Boorama understood he was just a cog in the machine, expendable and easily replaced. With nearly half of all adult Somalis unemployed, and those with jobs averaging less than one thousand U.S. dollars per year in income, thousands of young men literally would have killed to claim Boorama’s job.

Somali lives came cheap, Boorama’s own no less than those he had extinguished on behalf of his employers. He’d lost count along the way, but knew his willingness to kill upon command was the only thing that kept him earning money—kept him breathing.

Boorama thought he might even have killed his own kin in order to survive. Waabberi’s life meant less than nothing to him, in the larger scheme of things.

His choice of weapons for the job was a Benelli CB-M2 submachine gun, an Italian 9 mm weapon that measured less than eighteen inches long with its butt folded. He had loaded the piece with a 30-round box magazine and stuffed his pockets with spares, just in case.

Not that he planned to miss.

Up close, the way Boorama liked to work, he would cut Dirie Waabberi and his nameless friend in two before they even recognized the danger to themselves.

His other soldiers were for backup, to support him if the set went wrong somehow—if, for example, Boorama killed or wounded others in the crowd, and the injured or their friends and relatives returned fire. He would have to fight his way out of the market, reach one of the cars that he had standing by and make good his escape.

What was it they always said in the United States?

No sweat.

If only that were true in the Bakaara Market, where the floodlights seemed to amplify the fading heat of yet another muggy afternoon, forcing Boorama to mop his forehead with a shirtsleeve. He looked forward to the getaway, riding at high speed in a stolen car with all the windows open, chilling him with the evaporation of his sweat off his skin.

But first, the kill.

Tired as he was of waiting, Simeon Boorama felt it coming to an end. His man was moving now, with more assurance than he’d shown since entering the market. Not just drifting, killing time, but walking with a purpose, eyes straight forward, locked on someone he’d been waiting for.

Boorama saw the white man half a second later, knew that he had to be the contact Waabberi had been expecting. Who he was or where he’d come from mattered no more to Boorama than the stranger’s choice of underwear or aftershave.

It was Boorama’s job to kill him, nothing more.

“I see him,” he informed the others, speaking into the tiny microphone attached to his lapel. “It’s time. Move in, but remember, they belong to me.”

BOLAN IMMEDIATELY RECOGNIZED Dirie Waabberi from his photograph and moved to intercept him near a market stall piled high with what appeared to be secondhand clothing. He kept it casual, no rushing, making himself as inconspicuous as a tall white man could be.

Waabberi drifted toward the clothing stall, not making any signal of acknowledgment as yet. Bolan took time to scan the crowd behind his contact, and to either side, looking for any evidence of urgent, hostile movement. But the shoppers surged in all directions, jostling one another, making it a tough call.

Moments later, Bolan stood beside Waabberi, studying a rack of mismatched scarves as he began the ritual.

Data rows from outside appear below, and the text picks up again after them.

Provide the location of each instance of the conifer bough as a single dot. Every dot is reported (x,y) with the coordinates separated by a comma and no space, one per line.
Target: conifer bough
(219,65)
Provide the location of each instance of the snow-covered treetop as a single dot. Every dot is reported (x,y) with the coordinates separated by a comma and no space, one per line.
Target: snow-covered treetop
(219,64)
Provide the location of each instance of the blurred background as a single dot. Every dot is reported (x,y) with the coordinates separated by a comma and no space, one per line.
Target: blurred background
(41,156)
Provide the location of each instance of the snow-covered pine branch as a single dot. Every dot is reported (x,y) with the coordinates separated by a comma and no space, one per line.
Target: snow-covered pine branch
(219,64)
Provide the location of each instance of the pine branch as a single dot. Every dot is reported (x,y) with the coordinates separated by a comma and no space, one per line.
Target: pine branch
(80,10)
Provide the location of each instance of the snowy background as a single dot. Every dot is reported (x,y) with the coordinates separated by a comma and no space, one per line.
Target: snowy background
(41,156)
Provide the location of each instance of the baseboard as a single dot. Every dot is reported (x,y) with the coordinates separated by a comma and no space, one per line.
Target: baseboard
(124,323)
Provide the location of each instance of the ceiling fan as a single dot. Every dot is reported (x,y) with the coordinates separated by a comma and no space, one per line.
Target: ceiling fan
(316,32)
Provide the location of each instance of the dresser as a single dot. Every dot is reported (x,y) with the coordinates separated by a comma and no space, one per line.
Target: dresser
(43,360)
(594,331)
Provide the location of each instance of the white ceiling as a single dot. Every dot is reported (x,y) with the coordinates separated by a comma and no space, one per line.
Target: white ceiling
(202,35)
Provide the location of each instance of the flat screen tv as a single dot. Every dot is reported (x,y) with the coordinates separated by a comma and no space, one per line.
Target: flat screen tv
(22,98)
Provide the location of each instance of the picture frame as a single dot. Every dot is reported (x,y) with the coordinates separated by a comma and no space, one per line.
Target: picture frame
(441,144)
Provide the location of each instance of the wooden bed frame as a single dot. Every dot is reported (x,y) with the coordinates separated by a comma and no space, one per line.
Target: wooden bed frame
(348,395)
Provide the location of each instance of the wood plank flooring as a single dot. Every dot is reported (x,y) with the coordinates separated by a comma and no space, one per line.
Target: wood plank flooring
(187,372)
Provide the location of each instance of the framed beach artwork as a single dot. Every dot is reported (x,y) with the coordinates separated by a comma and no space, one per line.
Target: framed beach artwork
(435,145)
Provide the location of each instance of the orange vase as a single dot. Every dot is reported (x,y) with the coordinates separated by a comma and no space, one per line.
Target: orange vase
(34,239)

“I always fancy red or white,” he said.

“I like the blue, myself,” Waabberi answered automatically. “Welcome to Mogadishu, Mr. Cooper.”

“Thanks. I need to get some things before we start. Hardware. But it’s too public here.”

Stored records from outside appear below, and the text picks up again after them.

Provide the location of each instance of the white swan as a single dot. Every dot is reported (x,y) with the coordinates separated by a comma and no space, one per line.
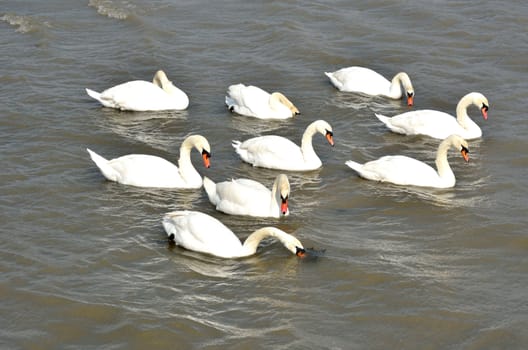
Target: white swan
(276,152)
(402,170)
(367,81)
(252,101)
(249,197)
(202,233)
(140,95)
(151,171)
(439,124)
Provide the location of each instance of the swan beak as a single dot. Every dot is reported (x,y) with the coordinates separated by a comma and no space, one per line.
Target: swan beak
(410,99)
(465,153)
(330,137)
(284,205)
(300,252)
(206,157)
(484,111)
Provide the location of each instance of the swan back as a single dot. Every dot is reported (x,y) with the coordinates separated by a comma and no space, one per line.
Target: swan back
(290,242)
(281,194)
(279,98)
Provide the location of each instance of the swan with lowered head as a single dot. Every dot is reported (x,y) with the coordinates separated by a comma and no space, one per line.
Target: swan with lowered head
(369,82)
(249,197)
(202,233)
(439,124)
(403,170)
(252,101)
(140,95)
(151,171)
(276,152)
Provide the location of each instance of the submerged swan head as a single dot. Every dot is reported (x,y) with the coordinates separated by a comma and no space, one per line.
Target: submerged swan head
(201,144)
(278,97)
(478,100)
(404,79)
(282,186)
(323,128)
(458,143)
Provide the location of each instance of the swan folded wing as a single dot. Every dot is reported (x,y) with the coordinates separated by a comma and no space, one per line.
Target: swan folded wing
(400,170)
(137,96)
(243,197)
(425,122)
(202,233)
(271,150)
(145,170)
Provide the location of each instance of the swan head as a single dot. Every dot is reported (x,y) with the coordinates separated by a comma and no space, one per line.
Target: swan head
(478,100)
(324,128)
(283,186)
(293,245)
(202,145)
(280,98)
(461,145)
(407,86)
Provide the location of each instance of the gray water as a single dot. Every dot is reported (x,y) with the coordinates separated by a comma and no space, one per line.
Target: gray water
(85,263)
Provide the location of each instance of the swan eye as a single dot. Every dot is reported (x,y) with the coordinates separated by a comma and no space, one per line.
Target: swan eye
(300,252)
(206,153)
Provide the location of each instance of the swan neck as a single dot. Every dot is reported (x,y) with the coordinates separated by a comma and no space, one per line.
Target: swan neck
(442,164)
(252,242)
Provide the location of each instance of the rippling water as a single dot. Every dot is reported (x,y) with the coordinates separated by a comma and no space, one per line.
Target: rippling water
(85,262)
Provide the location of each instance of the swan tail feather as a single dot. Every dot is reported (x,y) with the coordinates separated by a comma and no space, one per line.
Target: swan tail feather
(210,189)
(93,94)
(334,80)
(354,165)
(105,168)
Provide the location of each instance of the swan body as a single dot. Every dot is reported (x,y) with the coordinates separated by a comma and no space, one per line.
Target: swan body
(202,233)
(140,95)
(249,197)
(438,124)
(369,82)
(151,171)
(252,101)
(276,152)
(403,170)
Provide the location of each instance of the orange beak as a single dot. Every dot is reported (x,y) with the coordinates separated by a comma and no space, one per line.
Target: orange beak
(284,206)
(410,100)
(300,252)
(206,157)
(330,138)
(465,154)
(484,111)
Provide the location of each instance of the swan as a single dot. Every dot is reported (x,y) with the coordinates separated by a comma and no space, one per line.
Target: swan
(402,170)
(249,197)
(151,171)
(202,233)
(439,124)
(276,152)
(252,101)
(140,95)
(367,81)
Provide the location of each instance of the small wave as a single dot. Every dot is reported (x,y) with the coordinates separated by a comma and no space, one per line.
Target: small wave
(25,24)
(113,9)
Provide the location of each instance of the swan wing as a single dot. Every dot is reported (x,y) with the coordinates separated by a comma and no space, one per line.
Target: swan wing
(200,232)
(271,151)
(432,123)
(146,171)
(244,197)
(401,170)
(360,79)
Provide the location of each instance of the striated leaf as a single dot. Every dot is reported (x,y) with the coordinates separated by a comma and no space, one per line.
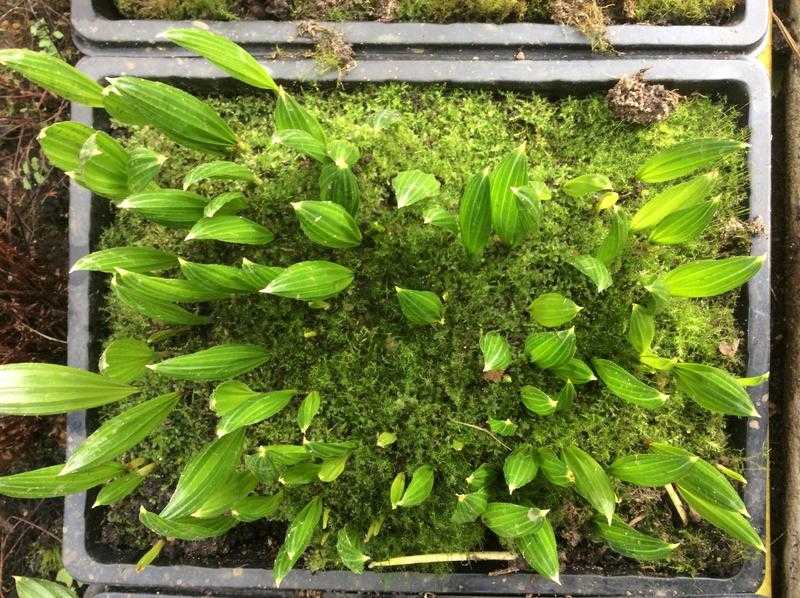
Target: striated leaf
(47,389)
(475,213)
(672,199)
(135,259)
(46,483)
(298,537)
(553,310)
(179,115)
(587,184)
(254,410)
(520,467)
(627,387)
(223,53)
(328,224)
(708,278)
(217,363)
(594,269)
(632,543)
(120,433)
(540,551)
(684,158)
(419,488)
(412,186)
(204,472)
(591,481)
(714,389)
(308,409)
(351,550)
(508,520)
(550,349)
(186,528)
(496,352)
(124,360)
(420,307)
(53,74)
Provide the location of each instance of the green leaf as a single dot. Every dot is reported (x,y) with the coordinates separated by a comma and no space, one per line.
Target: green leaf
(179,115)
(673,199)
(62,142)
(616,240)
(308,409)
(550,349)
(554,469)
(540,551)
(537,401)
(587,184)
(231,202)
(217,363)
(632,543)
(627,387)
(508,520)
(33,587)
(47,389)
(436,215)
(709,278)
(54,75)
(351,550)
(121,433)
(685,158)
(591,481)
(186,528)
(205,471)
(641,329)
(575,371)
(684,225)
(328,224)
(419,488)
(170,207)
(496,352)
(253,508)
(46,483)
(290,115)
(594,269)
(254,410)
(553,310)
(475,213)
(520,467)
(310,281)
(470,506)
(652,469)
(512,172)
(124,360)
(135,259)
(223,53)
(230,229)
(502,427)
(728,521)
(412,186)
(339,185)
(420,307)
(714,389)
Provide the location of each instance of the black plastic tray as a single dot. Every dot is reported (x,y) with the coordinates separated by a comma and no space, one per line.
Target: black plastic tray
(742,80)
(98,28)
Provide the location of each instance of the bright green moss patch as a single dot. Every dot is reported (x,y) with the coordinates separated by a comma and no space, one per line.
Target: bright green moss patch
(376,373)
(436,11)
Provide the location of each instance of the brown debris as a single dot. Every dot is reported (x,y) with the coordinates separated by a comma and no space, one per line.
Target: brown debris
(634,100)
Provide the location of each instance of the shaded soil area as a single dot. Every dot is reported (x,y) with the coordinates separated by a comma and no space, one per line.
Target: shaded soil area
(33,270)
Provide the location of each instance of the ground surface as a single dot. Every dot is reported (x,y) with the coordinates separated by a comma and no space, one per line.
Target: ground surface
(375,373)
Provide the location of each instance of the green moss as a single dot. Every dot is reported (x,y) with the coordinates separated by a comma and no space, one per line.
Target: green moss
(376,373)
(437,11)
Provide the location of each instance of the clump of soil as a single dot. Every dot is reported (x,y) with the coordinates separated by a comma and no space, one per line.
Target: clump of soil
(634,100)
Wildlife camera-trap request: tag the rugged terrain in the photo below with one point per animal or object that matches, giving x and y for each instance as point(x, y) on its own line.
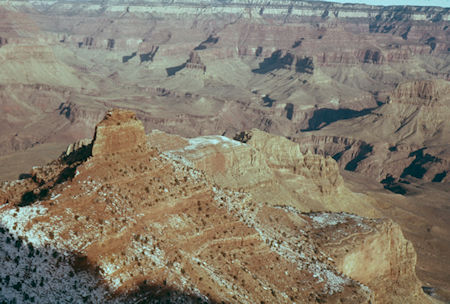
point(364, 85)
point(117, 220)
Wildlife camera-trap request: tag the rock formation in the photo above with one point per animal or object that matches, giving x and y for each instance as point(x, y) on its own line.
point(119, 132)
point(365, 85)
point(394, 140)
point(154, 228)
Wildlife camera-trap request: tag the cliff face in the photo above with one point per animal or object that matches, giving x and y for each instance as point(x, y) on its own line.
point(271, 168)
point(152, 227)
point(379, 256)
point(406, 137)
point(119, 132)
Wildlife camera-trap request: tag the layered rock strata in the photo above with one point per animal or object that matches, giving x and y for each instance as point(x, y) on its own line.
point(154, 228)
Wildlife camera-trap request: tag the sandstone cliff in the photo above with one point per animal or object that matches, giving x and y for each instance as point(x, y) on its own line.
point(270, 167)
point(153, 227)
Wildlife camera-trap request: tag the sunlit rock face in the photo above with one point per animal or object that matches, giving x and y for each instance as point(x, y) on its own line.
point(151, 226)
point(119, 132)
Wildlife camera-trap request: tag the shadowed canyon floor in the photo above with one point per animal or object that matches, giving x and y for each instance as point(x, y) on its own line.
point(363, 90)
point(149, 225)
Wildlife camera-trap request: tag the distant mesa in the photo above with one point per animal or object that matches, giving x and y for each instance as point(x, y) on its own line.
point(119, 132)
point(282, 59)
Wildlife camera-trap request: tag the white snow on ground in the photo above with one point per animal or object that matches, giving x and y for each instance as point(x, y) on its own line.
point(199, 142)
point(292, 249)
point(324, 219)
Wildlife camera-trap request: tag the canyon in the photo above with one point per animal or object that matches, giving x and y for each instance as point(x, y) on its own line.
point(292, 108)
point(123, 221)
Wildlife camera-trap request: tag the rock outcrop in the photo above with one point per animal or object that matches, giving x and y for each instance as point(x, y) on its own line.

“No problem,” Waabberi said. “I know a dealer who provides good quality.”

“Are you on foot?”

Waabberi nodded and replied, “I understood that you would have a car.”

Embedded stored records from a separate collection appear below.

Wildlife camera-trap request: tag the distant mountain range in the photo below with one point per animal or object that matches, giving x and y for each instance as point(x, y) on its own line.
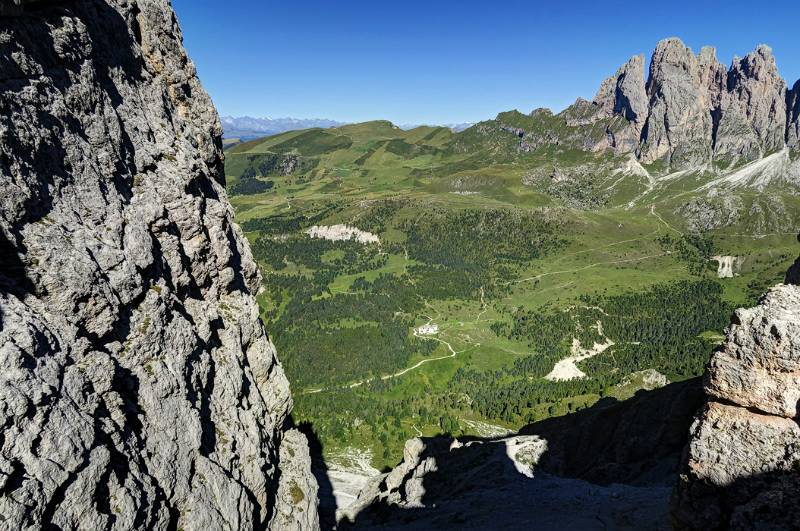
point(247, 128)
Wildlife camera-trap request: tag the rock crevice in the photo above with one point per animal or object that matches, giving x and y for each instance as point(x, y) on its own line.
point(139, 388)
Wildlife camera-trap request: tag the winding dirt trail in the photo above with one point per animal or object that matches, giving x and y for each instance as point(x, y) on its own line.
point(590, 266)
point(453, 354)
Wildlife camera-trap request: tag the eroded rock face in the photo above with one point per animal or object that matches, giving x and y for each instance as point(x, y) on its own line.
point(139, 389)
point(693, 111)
point(678, 128)
point(793, 125)
point(741, 465)
point(753, 109)
point(624, 92)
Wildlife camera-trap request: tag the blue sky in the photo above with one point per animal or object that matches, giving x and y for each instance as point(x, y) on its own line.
point(450, 61)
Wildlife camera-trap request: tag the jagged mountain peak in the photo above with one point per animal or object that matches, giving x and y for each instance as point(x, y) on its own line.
point(694, 112)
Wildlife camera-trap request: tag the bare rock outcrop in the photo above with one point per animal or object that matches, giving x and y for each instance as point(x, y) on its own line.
point(678, 128)
point(752, 110)
point(741, 466)
point(693, 111)
point(139, 389)
point(624, 92)
point(793, 121)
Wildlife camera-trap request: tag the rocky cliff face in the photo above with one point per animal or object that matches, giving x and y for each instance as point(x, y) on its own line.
point(692, 111)
point(793, 107)
point(139, 389)
point(607, 467)
point(742, 461)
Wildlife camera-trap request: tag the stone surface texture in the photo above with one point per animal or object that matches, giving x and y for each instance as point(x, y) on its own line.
point(139, 389)
point(740, 470)
point(693, 112)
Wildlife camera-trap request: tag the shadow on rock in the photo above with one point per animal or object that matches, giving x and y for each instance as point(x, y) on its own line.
point(327, 501)
point(612, 466)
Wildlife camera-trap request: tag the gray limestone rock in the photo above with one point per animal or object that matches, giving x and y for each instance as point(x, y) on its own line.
point(624, 92)
point(741, 465)
point(678, 128)
point(139, 389)
point(752, 112)
point(759, 367)
point(793, 118)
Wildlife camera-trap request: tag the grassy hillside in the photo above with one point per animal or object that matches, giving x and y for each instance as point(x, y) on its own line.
point(523, 252)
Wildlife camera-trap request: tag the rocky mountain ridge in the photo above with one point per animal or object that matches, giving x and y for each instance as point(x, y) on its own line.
point(617, 465)
point(139, 389)
point(692, 111)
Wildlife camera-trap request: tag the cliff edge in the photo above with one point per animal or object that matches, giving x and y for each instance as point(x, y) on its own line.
point(139, 389)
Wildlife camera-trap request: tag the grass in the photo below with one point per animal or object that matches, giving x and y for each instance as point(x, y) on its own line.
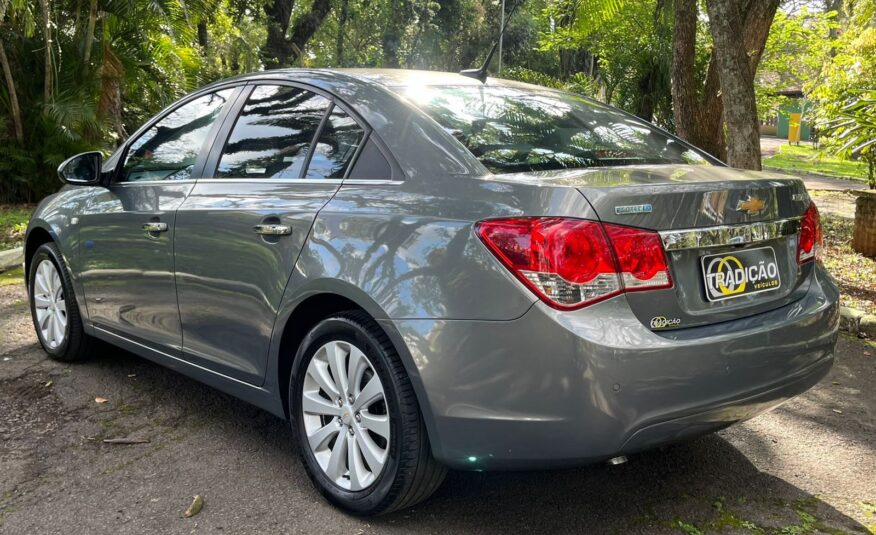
point(13, 223)
point(797, 158)
point(855, 273)
point(12, 277)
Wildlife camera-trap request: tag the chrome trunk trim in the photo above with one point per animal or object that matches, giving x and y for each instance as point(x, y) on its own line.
point(700, 238)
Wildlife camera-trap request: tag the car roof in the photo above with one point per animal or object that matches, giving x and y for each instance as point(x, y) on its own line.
point(388, 78)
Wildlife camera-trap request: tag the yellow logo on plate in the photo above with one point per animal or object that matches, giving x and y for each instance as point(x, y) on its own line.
point(737, 288)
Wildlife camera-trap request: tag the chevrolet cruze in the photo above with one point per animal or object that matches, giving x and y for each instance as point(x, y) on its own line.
point(421, 271)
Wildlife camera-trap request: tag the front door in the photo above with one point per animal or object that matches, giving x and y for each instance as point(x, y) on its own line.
point(239, 233)
point(126, 232)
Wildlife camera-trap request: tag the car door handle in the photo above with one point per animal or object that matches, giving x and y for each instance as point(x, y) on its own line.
point(154, 226)
point(272, 230)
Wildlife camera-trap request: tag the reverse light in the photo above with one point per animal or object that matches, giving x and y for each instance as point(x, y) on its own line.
point(640, 257)
point(811, 237)
point(570, 263)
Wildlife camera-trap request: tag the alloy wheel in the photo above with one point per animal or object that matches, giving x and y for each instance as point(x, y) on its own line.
point(345, 415)
point(49, 303)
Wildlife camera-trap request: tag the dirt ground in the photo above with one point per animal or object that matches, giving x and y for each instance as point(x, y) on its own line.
point(807, 467)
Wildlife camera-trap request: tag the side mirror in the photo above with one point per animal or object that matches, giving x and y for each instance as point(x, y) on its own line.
point(82, 169)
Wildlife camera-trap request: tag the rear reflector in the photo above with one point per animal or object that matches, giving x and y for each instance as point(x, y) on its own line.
point(570, 263)
point(811, 236)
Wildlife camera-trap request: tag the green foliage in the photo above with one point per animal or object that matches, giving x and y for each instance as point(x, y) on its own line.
point(795, 53)
point(805, 159)
point(111, 69)
point(578, 83)
point(13, 224)
point(852, 133)
point(846, 90)
point(634, 50)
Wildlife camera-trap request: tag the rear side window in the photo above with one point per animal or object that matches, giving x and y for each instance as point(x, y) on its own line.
point(273, 134)
point(168, 150)
point(337, 143)
point(371, 164)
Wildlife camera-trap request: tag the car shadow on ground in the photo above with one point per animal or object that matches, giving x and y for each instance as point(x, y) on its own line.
point(703, 485)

“I do.” Bolan had paid to park it in a fenced lot, guarded by a one-eyed man who wore a rusty-bladed panga on his belt. “We may as well get started.”

They were turning when he saw the gunman coming at them, smiling in anticipation of an easy kill. The shooter wore a loose jacket, drawn back to bare a stubby submachine gun slung over his right shoulder, its muzzle rising as he closed the gap to fire at point-blank range.

Bolan reacted in a heartbeat, instinct stepping up to take the place of conscious thought. Instead of bolting from the shooter, he lunged forward, struck the weapon’s muzzle downward with his left hand, while the right snapped forward from the shoulder, slamming the heel of his palm into the gunman’s nose.